Refinery Platform Documentation

The Refinery Platform documentation is split up into three major sections: one for users, one for administrators and one for developers.

User Documentation

This section of the Refinery Platform documentation is intended for users of the web application.

Administrator Documentation

This section of the Refinery Platform documentation is intended for administrator of a Refinery instance.

Setting up a Refinery Instance from Scratch

Dependencies

Python

Refinery requires Python 2.7.3. For package dependencies please see requirements.txt. Requirements can be installed using pip as follows:

> pip install -U -r requirements.txt

You might need to install NumPy manually before running the above command (you can find the version in requirements.txt). For example:

> pip install numpy==1.7.0
Virtual Environment

We highly recommended to create a virtualenv for your Refinery installation.

External Software
Postgresql
Apache HTTP Server
Apache Solr

Refinery uses Solr for searching and faceted browsing.

Website
http://lucene.apache.org/solr
Version
4.0.0-alpha or later
Configuration

We recommend to run Solr using the bundled Jetty webserver. The Solr example configuration included in the standard download is sufficient and should be run like this:

cd <solr-download-directory>
java -Dsolr.solr.home=<refinery-installation-directory>/solr/ -jar start.jar > <path-to-solr-log-file> 2>&1 &

By default Jetty will allow connections to Solr from any IP address. This is not secure and not required to run Refinery. We recommend to allow connections to Solr only from localhost. Note that this requires Solr to run on the same host as Refinery. If Solr should run on another host change the IP address used below accordingly.

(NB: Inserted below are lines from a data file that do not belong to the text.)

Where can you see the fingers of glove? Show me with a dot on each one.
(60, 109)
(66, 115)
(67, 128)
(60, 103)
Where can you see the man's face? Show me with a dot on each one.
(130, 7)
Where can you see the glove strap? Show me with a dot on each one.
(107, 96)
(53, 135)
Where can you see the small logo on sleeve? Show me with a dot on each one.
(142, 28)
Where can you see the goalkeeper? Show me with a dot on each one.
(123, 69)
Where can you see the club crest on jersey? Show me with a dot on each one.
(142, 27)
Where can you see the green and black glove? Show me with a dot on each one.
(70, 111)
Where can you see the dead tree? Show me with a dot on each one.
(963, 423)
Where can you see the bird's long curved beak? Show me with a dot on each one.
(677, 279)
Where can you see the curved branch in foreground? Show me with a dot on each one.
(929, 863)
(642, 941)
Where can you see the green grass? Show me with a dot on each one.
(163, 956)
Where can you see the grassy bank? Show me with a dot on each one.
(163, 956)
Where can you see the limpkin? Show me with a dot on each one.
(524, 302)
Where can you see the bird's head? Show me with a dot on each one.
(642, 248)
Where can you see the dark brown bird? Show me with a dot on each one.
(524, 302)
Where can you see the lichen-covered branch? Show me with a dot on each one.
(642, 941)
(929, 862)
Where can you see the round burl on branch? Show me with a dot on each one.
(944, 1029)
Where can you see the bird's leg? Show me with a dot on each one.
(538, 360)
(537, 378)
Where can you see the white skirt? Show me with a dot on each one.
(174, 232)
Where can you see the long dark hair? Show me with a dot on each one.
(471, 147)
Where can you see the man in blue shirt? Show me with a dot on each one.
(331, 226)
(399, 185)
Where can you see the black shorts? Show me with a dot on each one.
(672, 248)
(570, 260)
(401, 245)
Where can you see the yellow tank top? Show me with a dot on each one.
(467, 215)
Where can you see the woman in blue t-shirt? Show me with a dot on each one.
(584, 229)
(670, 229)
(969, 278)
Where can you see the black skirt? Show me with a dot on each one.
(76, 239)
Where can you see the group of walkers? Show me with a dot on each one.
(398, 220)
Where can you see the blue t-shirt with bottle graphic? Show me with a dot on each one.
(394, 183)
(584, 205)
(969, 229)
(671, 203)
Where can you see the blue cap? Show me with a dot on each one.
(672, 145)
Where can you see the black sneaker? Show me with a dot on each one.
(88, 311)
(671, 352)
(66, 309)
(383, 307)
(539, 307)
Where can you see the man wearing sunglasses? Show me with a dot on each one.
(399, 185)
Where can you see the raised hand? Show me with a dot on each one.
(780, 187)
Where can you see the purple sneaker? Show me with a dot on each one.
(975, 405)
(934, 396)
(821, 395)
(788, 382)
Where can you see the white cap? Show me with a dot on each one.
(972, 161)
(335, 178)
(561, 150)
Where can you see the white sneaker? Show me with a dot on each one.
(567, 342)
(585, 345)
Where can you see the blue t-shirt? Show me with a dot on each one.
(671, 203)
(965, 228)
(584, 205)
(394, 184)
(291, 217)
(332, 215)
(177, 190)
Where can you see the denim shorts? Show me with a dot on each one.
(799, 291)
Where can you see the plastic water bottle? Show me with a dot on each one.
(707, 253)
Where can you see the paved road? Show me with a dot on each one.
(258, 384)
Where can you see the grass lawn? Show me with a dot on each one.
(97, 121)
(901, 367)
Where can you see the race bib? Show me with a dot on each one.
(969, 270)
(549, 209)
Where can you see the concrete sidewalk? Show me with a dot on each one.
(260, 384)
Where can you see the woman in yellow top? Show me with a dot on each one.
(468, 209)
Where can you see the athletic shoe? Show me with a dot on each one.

To configure Jetty to only accept connections from localhost do the following:

  1. Go to <solr-download-directory>/etc.

  2. Open jetty.xml.

  3. Locate <Call name="addConnector"> in jetty.xml. Be aware that the default jetty.xml file contains an addConnector block that is commented out.

  4. Supply a default value of “127.0.0.1” for the jetty.host system property used to configure Host as follows:

    <Set name="Host"><SystemProperty name="jetty.host" default="127.0.0.1"/></Set>
    
  5. Make sure that the jetty.host system variable is not set.

  6. Restart Jetty using the command shown above.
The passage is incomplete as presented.